Prince of the City

Sidney Lumet

BY Radheyan SimonpillaiPublished Jun 7, 2007

In the "behind the scenes” look at Sidney Lumet’s forgotten nugget, Prince of the City, the director mentions the mixed reviews and poor box office take that his film opened to. It isn’t hard to imagine how this tense and atmospheric portrait of a corrupt cop got lost in the shuffle back in 1981, which was a transitional period of sorts. While Prince of the City is a rich and meticulous character study in the fashion of the finest gritty dramas from the golden ’70s, it was headlined by the melodramatic tough cop that the ’80s seemed to have had a hard on for.
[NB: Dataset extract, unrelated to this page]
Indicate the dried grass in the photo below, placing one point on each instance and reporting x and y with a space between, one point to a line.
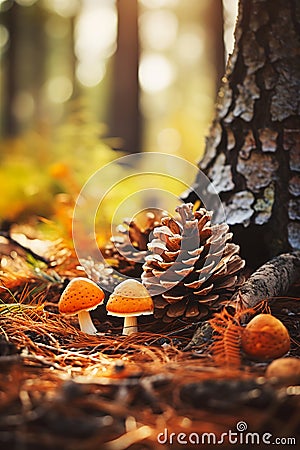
63 389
Caught between these two very different eras, the film seemed to have slipped into an elapsed vault and remained there until now, reappearing on a new double-disc DVD. Based on the true story of Robert Leuci (who also appears on the "behind the scenes” featurette), Prince of the City is a finely detailed and sprawling account of a corrupt undercover narcotics cop, Danny Ciello (Treat Williams in a performance that he has never matched), who seeks redemption by "turning.” Seeking freedom from his own guilt, Ciello goes undercover to expose other crooked cops amongst the NYPD. What begins as a few routine wiretap jobs quickly expands into years of bureaucratic paper work, repeated cross-examinations, endless legal squabbles, death threats and finally, Ciello being forced to betray his own partners. It’s an ambitious project from Lumet, a man that sat amongst the monarchs of the ’70s with films like Serpico, which Prince closely resembles, Dog Day Afternoon and Network, and whose sure-fire direction and talent for eliciting solid performances find a worthy showcase in this film. Yet the filmmaker takes a few ill-advised turns in the extensive 167-minute narrative, which favours the macho and the melodramatic. So, while the film is still worthwhile viewing, these regrettable choices make us wonder what kind of masterpiece Prince of the City would have been had it appeared just two years earlier and steered clear of the ’80s.